Moving Expenses – If you are changing jobs, your new employer may pay for your relocation, otherwise you must figure in the moving costs such as truck rentals, professional movers, cash for utility deposits like telephone, cable, electricity, etc.

Escrow Account Funds – In the purchase offer, you can request that the seller set up an Escrow Account to defray any costs for major cleanup, radon mitigation procedures, house painting, appliance repairs, etc. Depending on the purchase offer contract and contingency clauses, you may discover that you have expenses upon moving in.

Example: Your purchase offer contract has a clause making the purchase contingent on a satisfactory structural inspection, and it’s determined that the house needs a new roof. You can negotiate to have the seller arrange for the work to be done but, this will delay the closing date. You may have to agree to a higher price for house, or to pay some of the new roof repair expenses. Or you and the seller may split the cost using estimates from a contractor of your choice, and each of you will put funds into an Escrow Account. Or, the seller may be willing to reduce the sale price of the house, but either way cash will be needed for the new roof.

Time Investment – One often overlooks major up-front costs in buying a home. The time and expenses invested in house-hunting, which can take up to 4-months, plus the time spent searching for the best mortgage for you, the right real estate agent, an attorney, and other related things that take up your valuable time.

Private Mortgage Insurance (PMI)

PMI kicks in when homeowners have less than 20% invested in a home. It is no secret that a home owner with higher than 29% equity is less likely to default on his mortgage payments. Naturally, loans with <=20% equity are riskier for lenders and investors. Simply out, Private Mortgage insurance is a policy that covers this risk. PMI enables a borrower become a home owner when they do not have 20% in down payment. At the same time, the policy coverage protects the lender when the borrowers default on their mortgage payments.

PMI is a tool helping first time home owners and borrowers so it should be seen as help not hindrance. PMI buys an insurance policy but the beneficiary is the lender not the borrower. PMI payment tends to be higher for a lower down payment coupled with a higher loan amount. Borrowers with a lower credit score are subject to a steeply higher PMI so it can quickly add up. Your loan officer can run a PMI quote for you but the bare truth is this: If you can’t afford PMI, you probably can’t afford the home either.

The good news is that you can call the mortgage servicer upon reaching 20% equity and demand that the PMI be scrapped off your monthly payments., Most of the time, this should be a straight forward process but if you run into road blocks, you can refinance your way out of the PMI payments.
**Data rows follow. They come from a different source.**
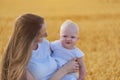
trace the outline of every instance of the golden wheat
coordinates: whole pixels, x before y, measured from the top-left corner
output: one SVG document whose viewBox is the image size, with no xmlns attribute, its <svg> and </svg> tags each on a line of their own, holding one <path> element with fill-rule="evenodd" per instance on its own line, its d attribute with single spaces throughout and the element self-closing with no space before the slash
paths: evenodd
<svg viewBox="0 0 120 80">
<path fill-rule="evenodd" d="M 120 15 L 47 16 L 48 40 L 59 37 L 59 27 L 72 19 L 80 27 L 77 46 L 85 53 L 86 80 L 120 80 Z M 11 35 L 15 18 L 0 19 L 0 54 Z M 1 59 L 1 58 L 0 58 Z"/>
</svg>

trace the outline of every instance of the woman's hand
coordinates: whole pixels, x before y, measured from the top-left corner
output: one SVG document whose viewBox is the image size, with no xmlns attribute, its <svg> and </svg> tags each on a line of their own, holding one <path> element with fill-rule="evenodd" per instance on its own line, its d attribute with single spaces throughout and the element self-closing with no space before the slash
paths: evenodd
<svg viewBox="0 0 120 80">
<path fill-rule="evenodd" d="M 70 60 L 68 63 L 63 65 L 63 67 L 61 69 L 66 74 L 77 72 L 79 70 L 79 64 L 77 62 L 77 58 Z"/>
<path fill-rule="evenodd" d="M 79 70 L 77 58 L 74 58 L 63 65 L 56 71 L 48 80 L 61 80 L 66 74 L 76 72 Z"/>
</svg>

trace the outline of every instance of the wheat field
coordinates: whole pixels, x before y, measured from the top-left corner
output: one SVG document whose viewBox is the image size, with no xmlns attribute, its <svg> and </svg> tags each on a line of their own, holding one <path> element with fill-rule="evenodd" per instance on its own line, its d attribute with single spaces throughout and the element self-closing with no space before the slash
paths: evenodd
<svg viewBox="0 0 120 80">
<path fill-rule="evenodd" d="M 119 0 L 84 0 L 83 2 L 82 0 L 74 2 L 47 0 L 48 2 L 41 1 L 41 3 L 36 0 L 30 1 L 29 4 L 27 1 L 22 6 L 20 6 L 22 2 L 16 0 L 13 2 L 2 0 L 0 3 L 2 4 L 0 5 L 0 60 L 13 31 L 16 17 L 22 13 L 31 12 L 44 16 L 49 41 L 59 38 L 59 27 L 66 19 L 71 19 L 79 25 L 80 39 L 77 46 L 85 53 L 86 80 L 120 80 Z M 68 1 L 69 4 L 67 4 Z M 63 3 L 62 7 L 57 3 Z M 79 3 L 81 6 L 78 5 Z M 14 10 L 9 8 L 10 6 Z"/>
</svg>

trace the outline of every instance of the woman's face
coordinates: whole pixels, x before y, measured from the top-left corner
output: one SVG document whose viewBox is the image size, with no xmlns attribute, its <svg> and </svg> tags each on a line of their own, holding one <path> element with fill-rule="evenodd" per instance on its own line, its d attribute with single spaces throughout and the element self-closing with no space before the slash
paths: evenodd
<svg viewBox="0 0 120 80">
<path fill-rule="evenodd" d="M 46 25 L 44 23 L 42 24 L 42 27 L 34 40 L 34 44 L 36 45 L 38 43 L 41 43 L 45 37 L 47 37 L 47 32 L 46 32 Z"/>
</svg>

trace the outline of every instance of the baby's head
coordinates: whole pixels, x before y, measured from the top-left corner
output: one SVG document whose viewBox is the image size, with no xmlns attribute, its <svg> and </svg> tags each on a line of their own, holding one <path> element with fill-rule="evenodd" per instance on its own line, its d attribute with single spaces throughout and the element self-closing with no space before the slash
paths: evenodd
<svg viewBox="0 0 120 80">
<path fill-rule="evenodd" d="M 73 49 L 78 40 L 78 34 L 78 25 L 71 20 L 66 20 L 60 28 L 60 41 L 62 46 L 67 49 Z"/>
</svg>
Ask us about the no cost refinance process that eliminates your PMI. (We specialize in this process).

There are several ways you can pay for PMI but the most common method is to pay it monthly, alongf= with your mortgage payments. You can also pay for the policy upfront in one lump sum payment but it can cost several thousand dollars. There is also a novel method called LPMI (Lender Paid PMI), that lets the cost be borne by the lender. We do a ton of these loans so please call us about this loan.

What is RESPA?

The Real Estate Settlement Procedures Act (RESPA) contains information regarding the settlement or closing costs you are likely to face. Within 3-days from the time of your mortgage application, your lender is required to provide you a “good faith estimate of settlement costs” (GFE) based on their understanding of your purchase contract. This estimate will indicate how much cash you will need at closing to cover prorated taxes, first month’s interest, and other settlement costs.

RESPA requires lenders to give you an information booklet about settlement costs, written by the U.S. Department of Housing & Urban Development which address how to negotiate a sales contract, ways to work with professionals like attorneys, real estate agents, lenders, etc, and your given rights as a home buyer. It gives an example of the Uniform Settlement Statement used at your closing. You are entitled to see a copy of the statement 1-business day prior to closing indicating your final costs.